Whitehall has designs on road safety shift

 
The Government has indicated that safe road design could form the bedrock of the post-2010 road safety strategy.

The Road Safety Foundation earlier this month launched a new campaign calling on the Government to make safe road infrastructure programmes central to the post-2010 strategy (Surveyor, 10 July).

This could save 10,000 deaths and serious injuries a year, and £6bn to the economy, it claims.

Road safety minister, Jim Fitzpatrick, this week told the transport select committee he did not accept all of the foundation’s calculations, ‘but there certainly was a very strong cost benefit-analysis case put forward’, which the Government was looking closely at.

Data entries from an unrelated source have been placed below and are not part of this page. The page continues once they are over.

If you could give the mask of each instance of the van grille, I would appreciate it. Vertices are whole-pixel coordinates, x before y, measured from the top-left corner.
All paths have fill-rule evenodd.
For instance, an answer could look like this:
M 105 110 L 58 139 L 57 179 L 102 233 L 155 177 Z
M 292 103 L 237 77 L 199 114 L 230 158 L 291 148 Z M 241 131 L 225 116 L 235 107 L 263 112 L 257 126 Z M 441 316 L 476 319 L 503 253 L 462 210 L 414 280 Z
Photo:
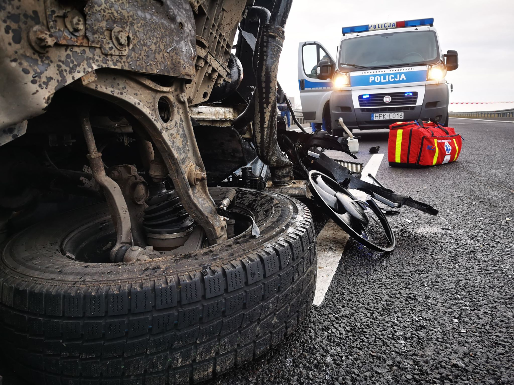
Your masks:
M 361 112 L 397 112 L 402 111 L 412 111 L 416 106 L 400 106 L 399 107 L 375 107 L 371 108 L 359 108 Z
M 385 93 L 364 93 L 359 95 L 359 106 L 360 107 L 378 107 L 379 106 L 398 106 L 401 105 L 415 104 L 417 101 L 417 92 L 413 92 L 412 95 L 406 95 L 407 92 L 388 92 Z M 411 93 L 411 92 L 409 92 Z M 364 98 L 364 95 L 369 95 L 369 98 Z M 384 97 L 391 97 L 391 102 L 384 102 Z

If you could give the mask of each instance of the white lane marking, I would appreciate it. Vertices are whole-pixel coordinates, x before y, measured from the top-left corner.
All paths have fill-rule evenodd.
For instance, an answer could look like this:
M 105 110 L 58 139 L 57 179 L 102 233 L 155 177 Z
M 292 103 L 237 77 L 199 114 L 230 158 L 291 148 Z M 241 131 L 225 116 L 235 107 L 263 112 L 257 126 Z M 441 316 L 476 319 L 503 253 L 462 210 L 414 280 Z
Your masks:
M 491 120 L 490 119 L 474 119 L 472 118 L 452 118 L 450 119 L 464 119 L 465 120 L 480 120 L 482 122 L 496 122 L 499 123 L 514 123 L 510 120 Z
M 318 279 L 313 303 L 319 306 L 325 298 L 334 275 L 336 273 L 348 240 L 348 234 L 329 219 L 316 237 L 318 247 Z
M 383 157 L 384 154 L 383 153 L 374 154 L 362 169 L 362 176 L 360 179 L 364 182 L 375 184 L 375 182 L 370 177 L 369 174 L 371 174 L 374 177 L 376 176 Z M 360 199 L 361 201 L 366 200 L 368 197 L 368 194 L 360 190 L 351 189 L 350 192 L 353 194 L 354 196 L 357 199 Z
M 362 169 L 362 180 L 373 183 L 368 174 L 371 174 L 374 177 L 377 175 L 383 157 L 383 153 L 375 154 L 371 157 Z M 367 195 L 365 192 L 358 190 L 352 189 L 351 192 L 358 199 L 364 200 Z M 339 261 L 343 256 L 348 238 L 348 234 L 332 219 L 328 220 L 316 238 L 318 247 L 318 279 L 314 301 L 313 302 L 316 306 L 321 304 L 325 298 L 325 295 L 339 264 Z

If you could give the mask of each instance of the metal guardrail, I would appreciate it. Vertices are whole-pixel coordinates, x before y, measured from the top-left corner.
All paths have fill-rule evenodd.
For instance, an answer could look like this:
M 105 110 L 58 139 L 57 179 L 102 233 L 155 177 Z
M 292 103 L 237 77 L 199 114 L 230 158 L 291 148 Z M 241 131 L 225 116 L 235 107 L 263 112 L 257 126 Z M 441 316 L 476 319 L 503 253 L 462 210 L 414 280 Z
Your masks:
M 478 111 L 474 112 L 449 112 L 450 118 L 513 118 L 514 108 L 499 111 Z
M 293 110 L 298 121 L 305 123 L 302 110 Z M 474 112 L 449 112 L 450 118 L 514 118 L 514 108 L 499 111 L 478 111 Z
M 295 116 L 296 117 L 296 119 L 298 120 L 301 124 L 304 124 L 305 123 L 305 120 L 303 119 L 303 112 L 302 110 L 295 110 L 293 109 L 295 112 Z

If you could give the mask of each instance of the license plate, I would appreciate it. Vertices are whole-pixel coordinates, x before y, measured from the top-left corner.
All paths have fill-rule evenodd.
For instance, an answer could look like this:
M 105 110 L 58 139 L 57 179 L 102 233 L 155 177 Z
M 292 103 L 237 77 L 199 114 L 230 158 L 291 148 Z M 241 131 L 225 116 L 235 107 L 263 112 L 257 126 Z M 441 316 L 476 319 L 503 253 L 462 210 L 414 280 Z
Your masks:
M 372 120 L 394 120 L 403 119 L 403 112 L 381 112 L 371 114 Z

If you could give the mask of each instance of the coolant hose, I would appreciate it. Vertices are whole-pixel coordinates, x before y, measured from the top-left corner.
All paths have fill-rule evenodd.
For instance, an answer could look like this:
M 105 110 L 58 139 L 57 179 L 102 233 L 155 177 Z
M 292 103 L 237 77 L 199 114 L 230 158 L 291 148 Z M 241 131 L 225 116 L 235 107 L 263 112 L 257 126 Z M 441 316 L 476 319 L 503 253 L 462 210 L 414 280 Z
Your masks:
M 259 20 L 259 29 L 257 30 L 257 41 L 259 42 L 261 38 L 261 33 L 264 26 L 269 22 L 269 18 L 271 16 L 269 11 L 264 7 L 250 7 L 248 8 L 248 14 L 246 18 L 250 20 L 254 17 L 256 17 Z M 256 45 L 256 44 L 255 44 Z M 257 72 L 257 50 L 256 47 L 253 47 L 253 55 L 252 57 L 252 69 L 253 72 L 256 74 Z M 248 105 L 246 106 L 245 110 L 241 114 L 234 119 L 232 125 L 240 133 L 244 133 L 243 130 L 245 127 L 253 120 L 253 116 L 255 111 L 255 92 L 252 94 L 252 97 L 250 99 Z
M 277 0 L 270 22 L 260 31 L 257 50 L 257 84 L 254 92 L 253 136 L 257 153 L 270 167 L 271 180 L 277 185 L 288 184 L 292 163 L 282 153 L 277 141 L 277 75 L 282 50 L 284 27 L 292 0 Z

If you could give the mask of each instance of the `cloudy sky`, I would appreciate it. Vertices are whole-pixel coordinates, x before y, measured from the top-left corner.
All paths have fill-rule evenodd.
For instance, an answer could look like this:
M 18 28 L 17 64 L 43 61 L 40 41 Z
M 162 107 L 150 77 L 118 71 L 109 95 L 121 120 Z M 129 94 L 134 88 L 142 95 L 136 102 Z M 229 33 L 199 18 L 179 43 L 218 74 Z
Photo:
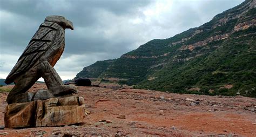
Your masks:
M 5 78 L 48 15 L 73 22 L 55 69 L 73 79 L 97 60 L 119 58 L 153 39 L 210 21 L 243 0 L 1 0 L 0 78 Z M 42 79 L 41 79 L 42 80 Z

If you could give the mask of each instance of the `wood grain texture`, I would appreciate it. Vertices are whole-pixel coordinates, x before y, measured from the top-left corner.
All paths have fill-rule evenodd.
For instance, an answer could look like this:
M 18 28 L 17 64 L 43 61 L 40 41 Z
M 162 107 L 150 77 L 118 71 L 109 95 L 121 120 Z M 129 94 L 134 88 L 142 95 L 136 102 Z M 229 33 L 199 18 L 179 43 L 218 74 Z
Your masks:
M 6 84 L 16 85 L 8 95 L 8 104 L 31 101 L 25 93 L 40 77 L 55 96 L 76 93 L 75 87 L 63 85 L 53 67 L 64 50 L 66 28 L 73 29 L 72 22 L 64 17 L 46 17 L 5 79 Z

He said safe road design ‘could very well be a key plank in the post-2010 strategy, as well as looking at what can be done in the short term to improve roads’.

He added: ‘There is a very clear need for us to look at that, and to see how strongly we place it in our future strategy.’ The minister also said the ‘impressive’ 28% drop in child accidents was likely to be due to the increased roll out of 20mph zones.

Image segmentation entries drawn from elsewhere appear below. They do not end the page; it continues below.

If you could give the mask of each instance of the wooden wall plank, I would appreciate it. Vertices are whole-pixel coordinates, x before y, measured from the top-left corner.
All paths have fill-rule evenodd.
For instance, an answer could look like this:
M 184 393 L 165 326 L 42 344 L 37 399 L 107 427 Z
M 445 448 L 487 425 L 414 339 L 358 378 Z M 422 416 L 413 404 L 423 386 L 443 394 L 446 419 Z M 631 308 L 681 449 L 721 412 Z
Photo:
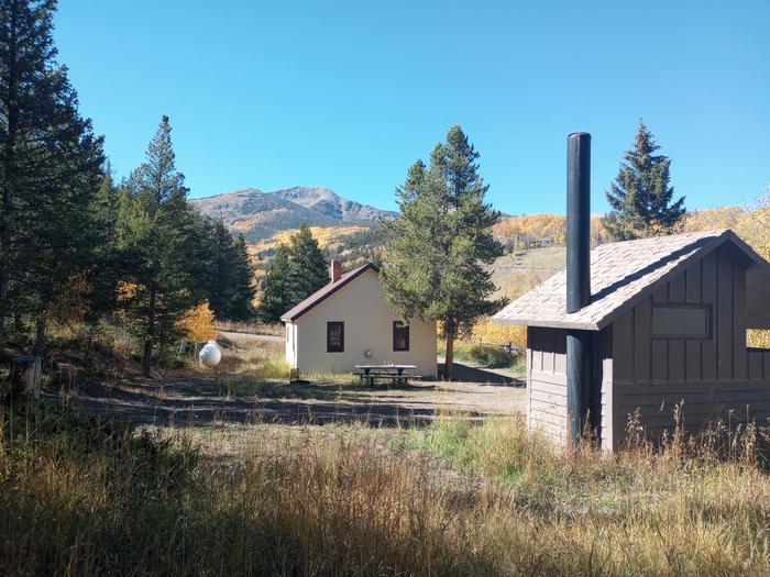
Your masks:
M 718 249 L 716 342 L 719 379 L 733 378 L 733 258 L 723 245 Z
M 542 370 L 542 344 L 543 344 L 543 339 L 542 339 L 542 329 L 539 326 L 531 326 L 529 329 L 531 331 L 531 337 L 532 337 L 532 371 L 541 371 Z
M 553 373 L 566 375 L 566 330 L 557 329 L 554 332 L 556 346 L 553 348 Z
M 762 354 L 759 351 L 749 351 L 748 353 L 748 373 L 751 380 L 762 378 Z
M 712 252 L 702 259 L 703 270 L 701 273 L 701 290 L 703 302 L 712 306 L 712 339 L 701 343 L 701 378 L 703 380 L 715 379 L 717 375 L 717 356 L 716 356 L 716 293 L 717 293 L 717 254 Z
M 649 380 L 652 370 L 652 298 L 634 307 L 634 378 Z
M 652 293 L 652 304 L 656 302 L 669 302 L 669 284 Z M 668 380 L 669 378 L 669 342 L 653 339 L 650 345 L 651 359 L 650 371 L 654 380 Z
M 542 371 L 553 373 L 553 348 L 554 348 L 554 329 L 543 329 L 542 343 Z
M 748 378 L 748 354 L 746 351 L 746 266 L 743 259 L 733 260 L 733 377 Z
M 690 303 L 700 303 L 702 299 L 702 271 L 703 260 L 698 260 L 688 268 L 685 278 L 685 300 Z M 684 343 L 684 378 L 698 380 L 703 373 L 703 341 L 690 340 Z
M 613 323 L 614 378 L 634 379 L 634 311 L 628 311 Z

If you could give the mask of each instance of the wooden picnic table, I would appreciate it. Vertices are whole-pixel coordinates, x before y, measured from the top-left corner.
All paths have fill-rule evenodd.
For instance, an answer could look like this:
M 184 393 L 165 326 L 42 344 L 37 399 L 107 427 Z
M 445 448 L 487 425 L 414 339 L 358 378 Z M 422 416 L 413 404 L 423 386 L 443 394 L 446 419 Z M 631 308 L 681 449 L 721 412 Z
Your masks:
M 355 374 L 361 380 L 367 380 L 374 385 L 375 379 L 391 379 L 393 382 L 406 382 L 409 378 L 409 370 L 416 369 L 416 365 L 396 365 L 387 363 L 384 365 L 355 365 Z

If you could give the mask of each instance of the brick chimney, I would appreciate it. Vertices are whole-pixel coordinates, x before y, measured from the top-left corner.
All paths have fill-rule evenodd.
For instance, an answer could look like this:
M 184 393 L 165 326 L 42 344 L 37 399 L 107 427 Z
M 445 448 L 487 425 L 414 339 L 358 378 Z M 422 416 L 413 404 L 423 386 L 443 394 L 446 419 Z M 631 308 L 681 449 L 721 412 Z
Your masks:
M 337 258 L 332 259 L 331 264 L 329 265 L 329 276 L 331 277 L 332 282 L 337 282 L 342 276 L 342 263 L 340 263 Z

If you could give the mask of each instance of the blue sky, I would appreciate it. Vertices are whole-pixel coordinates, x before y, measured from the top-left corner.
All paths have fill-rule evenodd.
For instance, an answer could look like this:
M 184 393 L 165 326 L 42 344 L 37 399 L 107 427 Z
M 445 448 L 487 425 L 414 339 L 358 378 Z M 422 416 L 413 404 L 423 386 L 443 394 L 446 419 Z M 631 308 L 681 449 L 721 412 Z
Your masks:
M 307 185 L 382 208 L 449 126 L 490 200 L 563 212 L 593 134 L 593 210 L 644 116 L 689 208 L 770 182 L 770 2 L 59 0 L 55 37 L 118 175 L 162 114 L 193 197 Z

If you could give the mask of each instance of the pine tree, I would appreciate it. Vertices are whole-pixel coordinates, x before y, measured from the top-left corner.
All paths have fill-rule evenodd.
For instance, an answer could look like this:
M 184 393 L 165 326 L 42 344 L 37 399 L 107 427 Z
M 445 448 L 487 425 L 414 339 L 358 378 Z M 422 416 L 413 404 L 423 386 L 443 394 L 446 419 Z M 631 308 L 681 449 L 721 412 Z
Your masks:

The Government does not have the data to hand yet, but it would reinforce guidance to local authorities ‘were it to be the case’ that 20mph zones were mainly responsible for ‘this minor success’.

He said the Government was seeking data from local authorities which had introduced it ‘wholesale’, such as Portsmouth and Hull. In areas where 20mph speed limits have been introduced effectively, with physical restrictions, there has been a 67% reduction in child accidents, he said.